Karen Johnston (J.D. ’08) comes from a long line of engineers. Her father and grandfather were engineers and they passed on to her a love of science and nature. They also taught her the art of problem-solving and developing creative solutions, both essential to the field of engineering. It’s something that stays with her as associate director of the Georgia State University College of Law Center for the Study of Metropolitan Growth.
“I grew up seeing the Exxon Valdez spill and baby birds being scrubbed with Dawn dish soap on the news,” Johnston said. “Those are powerful images when you’re a child. I remember that very vividly and it launched my interest in protecting the environment.”
Johnston, who grew up in Richmond, Va., came to law after working as an environmental engineer, but her interest in the law arose while she was pursuing a graduate degree in engineering. As a student at Virginia Tech, she worked on a research project, investigating the impact of copper-based pesticides applied to tomato fields on nearby estuaries and aquatic life. She was hooked after meeting the owner of a clam aquaculture facility whose operations had been nearly wiped out from polluted intake water.
After graduate school, she worked as an engineer for four years before moving to Atlanta. After leaving engineering, she started at The Home Depot doing sustainability and regulatory compliance work. Her interest in law deepened, and she enrolled in the part-time program at the College of Law. While there, she learned about the new Center for the Comparative Study of Metropolitan Growth and was excited to see a job posting for the center a few years after graduating.
Johnston has worked for the center for the last 10 years. In the center, she helps oversee the Urban Fellows program, is managing editor for the Journal of Urban Law & Policy, and collaborates with students on research projects related to environmental and land use law. In her time at the College of Law, Johnston has worked on projects for a wide range of organizations, including the Georgia Department of Transportation, UN-Habitat and Natural Hazards Center.
“I love working with students on research projects and developing creative solutions for real world problems,” Johnston said. “I enjoy finding practical solutions and helping to develop policies that can be implemented today.”

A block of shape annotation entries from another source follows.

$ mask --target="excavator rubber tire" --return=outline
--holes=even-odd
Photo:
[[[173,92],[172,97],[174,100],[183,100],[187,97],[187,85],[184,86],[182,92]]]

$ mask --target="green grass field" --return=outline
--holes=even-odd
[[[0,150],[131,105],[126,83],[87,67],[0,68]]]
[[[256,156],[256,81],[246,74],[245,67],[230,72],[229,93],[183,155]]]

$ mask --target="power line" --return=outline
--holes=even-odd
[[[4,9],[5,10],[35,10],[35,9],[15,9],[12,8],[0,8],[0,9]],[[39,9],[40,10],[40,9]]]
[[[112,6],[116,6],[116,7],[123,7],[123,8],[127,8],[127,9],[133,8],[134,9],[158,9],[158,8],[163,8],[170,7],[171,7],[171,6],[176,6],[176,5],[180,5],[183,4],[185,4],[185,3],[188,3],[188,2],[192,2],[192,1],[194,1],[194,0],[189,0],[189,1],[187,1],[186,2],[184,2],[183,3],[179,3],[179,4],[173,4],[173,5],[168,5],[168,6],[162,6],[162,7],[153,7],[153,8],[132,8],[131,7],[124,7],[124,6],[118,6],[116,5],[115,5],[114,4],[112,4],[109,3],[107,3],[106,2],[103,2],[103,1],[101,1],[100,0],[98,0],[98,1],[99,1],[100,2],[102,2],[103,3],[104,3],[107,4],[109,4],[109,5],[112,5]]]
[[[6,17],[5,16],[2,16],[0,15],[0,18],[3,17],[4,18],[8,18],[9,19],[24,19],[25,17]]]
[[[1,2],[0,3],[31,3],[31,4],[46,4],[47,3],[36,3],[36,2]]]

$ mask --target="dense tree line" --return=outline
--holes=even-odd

Right now, Johnston’s focus is on transportation. She wants more walkable and bikeable cities so that people can get where they’re going in a safe, affordable and environmentally friendly way. She is especially interested in how micromobility—e-scooters and bikes—might connect with public transit systems in order to make commuting easier and more accessible. She is also interested in how micromobility regulations can be better crafted to promote equitable access.
“Recently, I have been looking at the impact of COVID-19 on public transit ridership, talking to riders and bus operators about mask usage and compliance, other COVID safety measures, and the impact of service changes,” Johnston said. “Public transit provides an important service and ensuring it’s continued availability and accessibility is important to communities.”
Because of the center’s global perspective, Johnston has been able to get an international view of how countries across the world are dealing with these issues. In the annual Study Space Workshop, attorneys, scholars, city planners and government officials gather in a different city to brainstorm solutions to a variety of urban issues. They have traveled to Brazil, Singapore, South Africa, Spain, Poland, France, Turkey and Portugal to look for sustainable solutions to housing, development, transportation and climate change.
“For the most part, cities face the same challenges,” Johnston said. “We’re not dealing with these environmental and housing issues in the U.S. by ourselves. We can all learn from each other and this knowledge sharing worldwide is beneficial.”